21. You should check whether the patient needs any additional support to understand information, to communicate their wishes or to make a decision. You should bear in mind that some barriers to understanding and communication may not be obvious; for example, a patient may have unspoken anxieties, or may be affected by pain or other underlying problems. You must make sure, wherever practical, that arrangements are made to give the patient any necessary support.
(Consent: patients and doctors making decisions together)
It is a doctor’s duty to help patients maximise their ability to have capacity and therefore be involved in their own healthcare.
Below are a few examples of why someone may struggle at each stage of assessing capacity and some possible ways which may help them and result in them having capacity.
My patient doesn't understand English
- Get an interpreter
- Provide written information in their language
- Use confidential telephone translation service as approved by the trust
My patient is deaf
- Use an appropriate interpreter
The terminology used is too complicated
- Use simple language
- Use diagrams to illustrate point
- Allocate more time to consultation
My patient is under the influence of drugs or alcohol, impairing their ability to retain
- Wait until they are no longer under the influence if possible (ie non urgent situation)
My patient has mild dementia – some people are unable to retain information when given at certain times of the day, and if not given enough time
- If the patient can’t tell you, ask those who know them what time of day is best for a consultation
- Revisit the information on several occasions
- Give written information so they can go over at home
My patient is emotional as they have just been given some difficult information and are unable to weigh up decision
- Give them more time
- Revisit the information
- Help them to categorise their thoughts, eg for and against
My patient is unable to verbally communicate
- Give them paper or a computer for written communication
- Get someone who can translate sign language
This tool will help you decide what to do when you doubt your patient's capacity to make decisions about their care.
What to consider if your patient lacks capacity
If you assess that your patient lacks capacity to make the relevant decisions, you must make decisions about their care based on what would be ‘of overall benefit’ (in their best interests).
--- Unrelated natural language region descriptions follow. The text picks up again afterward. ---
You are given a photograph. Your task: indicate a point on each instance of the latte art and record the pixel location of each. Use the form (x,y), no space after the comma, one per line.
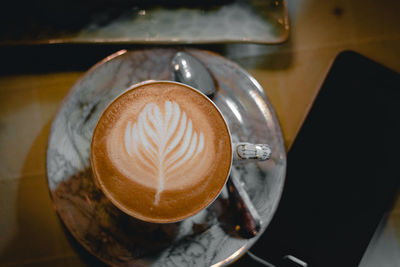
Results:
(161,152)
(161,141)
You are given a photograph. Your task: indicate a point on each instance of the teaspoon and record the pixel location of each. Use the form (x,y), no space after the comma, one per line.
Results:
(189,70)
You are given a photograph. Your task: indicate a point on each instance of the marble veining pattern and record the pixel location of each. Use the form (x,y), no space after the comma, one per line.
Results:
(202,240)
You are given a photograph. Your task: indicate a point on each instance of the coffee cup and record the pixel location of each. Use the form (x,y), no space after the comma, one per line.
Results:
(162,151)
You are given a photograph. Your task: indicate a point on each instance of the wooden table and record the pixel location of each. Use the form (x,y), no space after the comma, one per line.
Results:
(34,80)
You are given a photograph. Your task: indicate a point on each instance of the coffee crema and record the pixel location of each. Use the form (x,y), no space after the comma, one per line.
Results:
(161,152)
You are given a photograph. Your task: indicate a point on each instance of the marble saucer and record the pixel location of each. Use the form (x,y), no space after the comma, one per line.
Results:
(206,239)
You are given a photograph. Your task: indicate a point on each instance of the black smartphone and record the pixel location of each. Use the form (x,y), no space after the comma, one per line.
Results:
(342,169)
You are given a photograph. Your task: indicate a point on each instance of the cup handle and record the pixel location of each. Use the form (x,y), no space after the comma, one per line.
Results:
(251,152)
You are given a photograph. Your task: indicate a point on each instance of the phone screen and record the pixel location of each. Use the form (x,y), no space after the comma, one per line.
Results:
(342,170)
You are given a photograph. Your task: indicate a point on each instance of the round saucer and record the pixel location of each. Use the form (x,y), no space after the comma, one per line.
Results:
(209,237)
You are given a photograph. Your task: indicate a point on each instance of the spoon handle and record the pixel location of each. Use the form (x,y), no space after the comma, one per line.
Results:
(250,222)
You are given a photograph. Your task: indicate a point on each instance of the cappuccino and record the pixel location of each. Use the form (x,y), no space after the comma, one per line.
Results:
(161,152)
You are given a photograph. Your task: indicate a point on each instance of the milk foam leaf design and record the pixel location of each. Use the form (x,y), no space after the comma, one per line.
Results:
(162,140)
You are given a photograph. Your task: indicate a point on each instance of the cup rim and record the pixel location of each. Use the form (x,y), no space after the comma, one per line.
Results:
(115,202)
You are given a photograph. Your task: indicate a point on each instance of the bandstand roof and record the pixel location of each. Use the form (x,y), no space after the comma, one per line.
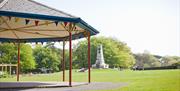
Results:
(30,21)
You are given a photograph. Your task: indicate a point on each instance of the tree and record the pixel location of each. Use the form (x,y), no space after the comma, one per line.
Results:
(26,57)
(8,54)
(116,53)
(146,60)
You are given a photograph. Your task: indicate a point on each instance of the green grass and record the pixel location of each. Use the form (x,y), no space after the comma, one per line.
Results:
(151,80)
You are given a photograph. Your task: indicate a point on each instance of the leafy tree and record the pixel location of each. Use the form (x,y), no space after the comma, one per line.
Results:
(116,53)
(8,54)
(26,58)
(146,60)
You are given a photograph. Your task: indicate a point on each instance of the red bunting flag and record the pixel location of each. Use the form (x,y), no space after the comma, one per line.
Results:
(27,21)
(36,22)
(46,23)
(65,23)
(16,19)
(9,18)
(56,22)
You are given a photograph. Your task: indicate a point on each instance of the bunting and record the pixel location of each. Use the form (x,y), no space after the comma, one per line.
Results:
(27,21)
(65,23)
(46,23)
(9,18)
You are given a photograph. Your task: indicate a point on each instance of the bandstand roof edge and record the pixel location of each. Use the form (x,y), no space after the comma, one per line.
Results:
(41,24)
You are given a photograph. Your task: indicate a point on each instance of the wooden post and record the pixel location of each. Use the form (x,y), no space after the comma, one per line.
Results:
(89,59)
(10,69)
(63,62)
(18,65)
(70,59)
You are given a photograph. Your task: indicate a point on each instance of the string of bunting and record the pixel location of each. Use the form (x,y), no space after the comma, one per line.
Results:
(36,22)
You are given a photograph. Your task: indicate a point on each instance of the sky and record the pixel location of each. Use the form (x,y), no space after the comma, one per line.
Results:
(152,25)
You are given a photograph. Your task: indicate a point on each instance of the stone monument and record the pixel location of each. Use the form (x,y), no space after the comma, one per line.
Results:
(100,63)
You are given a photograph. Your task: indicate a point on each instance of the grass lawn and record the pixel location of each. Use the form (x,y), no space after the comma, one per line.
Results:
(151,80)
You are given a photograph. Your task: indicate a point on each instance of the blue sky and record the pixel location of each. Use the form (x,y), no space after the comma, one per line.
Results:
(151,25)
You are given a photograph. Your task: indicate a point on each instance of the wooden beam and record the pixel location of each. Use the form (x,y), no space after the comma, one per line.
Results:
(70,59)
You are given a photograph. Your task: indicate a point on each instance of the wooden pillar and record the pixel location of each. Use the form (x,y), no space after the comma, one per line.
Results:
(18,64)
(63,62)
(2,68)
(89,59)
(70,59)
(10,69)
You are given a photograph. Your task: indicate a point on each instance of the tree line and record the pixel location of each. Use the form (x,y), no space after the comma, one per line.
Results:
(116,54)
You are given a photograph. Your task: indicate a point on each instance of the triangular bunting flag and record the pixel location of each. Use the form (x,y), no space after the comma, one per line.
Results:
(36,22)
(9,18)
(27,21)
(56,22)
(42,43)
(65,23)
(16,19)
(46,23)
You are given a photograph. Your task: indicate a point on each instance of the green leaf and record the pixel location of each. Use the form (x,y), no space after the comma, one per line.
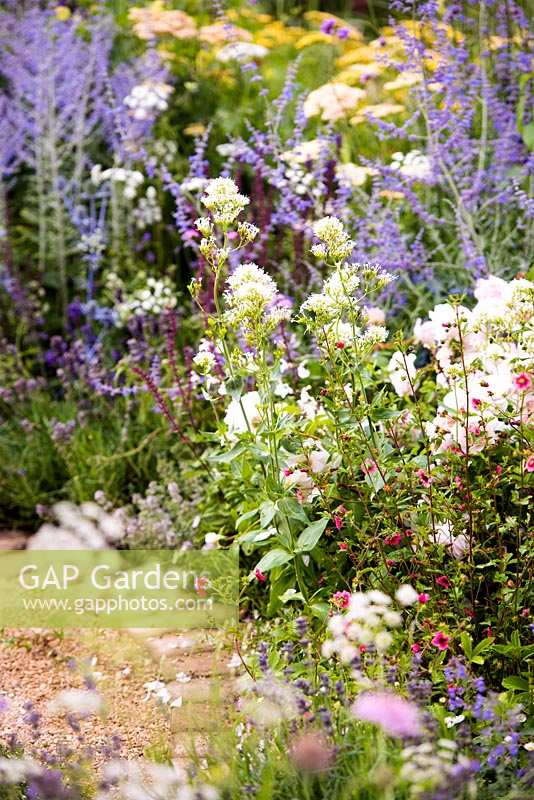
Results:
(311,535)
(228,456)
(467,645)
(516,682)
(320,610)
(291,594)
(245,518)
(267,511)
(274,558)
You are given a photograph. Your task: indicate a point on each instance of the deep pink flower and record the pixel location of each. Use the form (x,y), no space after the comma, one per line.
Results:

When making these decisions there are a range of legal requirements laid down in national mental capacity laws and codes which you must take into account.
There are also statutory decision-making principles, safeguards and good practice requirements set out in these national laws or codes, which you must incorporate into your usual practice. For example, the importance you should attach to exploring a patient’s previous wishes, preferences, values and beliefs; how you communicate with and involve a patient’s family or others close to the patient; your approach to obtaining second opinions; and how you work with the healthcare team and multi-agency teams to inform and to implement decisions.
Our Consent guidance sets out professional standards of practice in this area which take account of the legal requirements in national mental capacity laws and codes across England, Wales, Scotland and Northern Ireland. You can be confident that the standards in our guidance are consistent with the legal obligations that apply in the country where you practise. Of course it’s important to seek advice, in case of any uncertainty about the current legal position, as the law in this area can be complex. We are currently updating the Consent guidance to ensure it continues to reflect current law, as well as providing doctors with more practical advice on applying the guidance.
Some of the requirements are essential procedural steps, for example completing a capacity certificate (Scotland), or authorising a ‘deprivation of liberty’ in some treatment situations.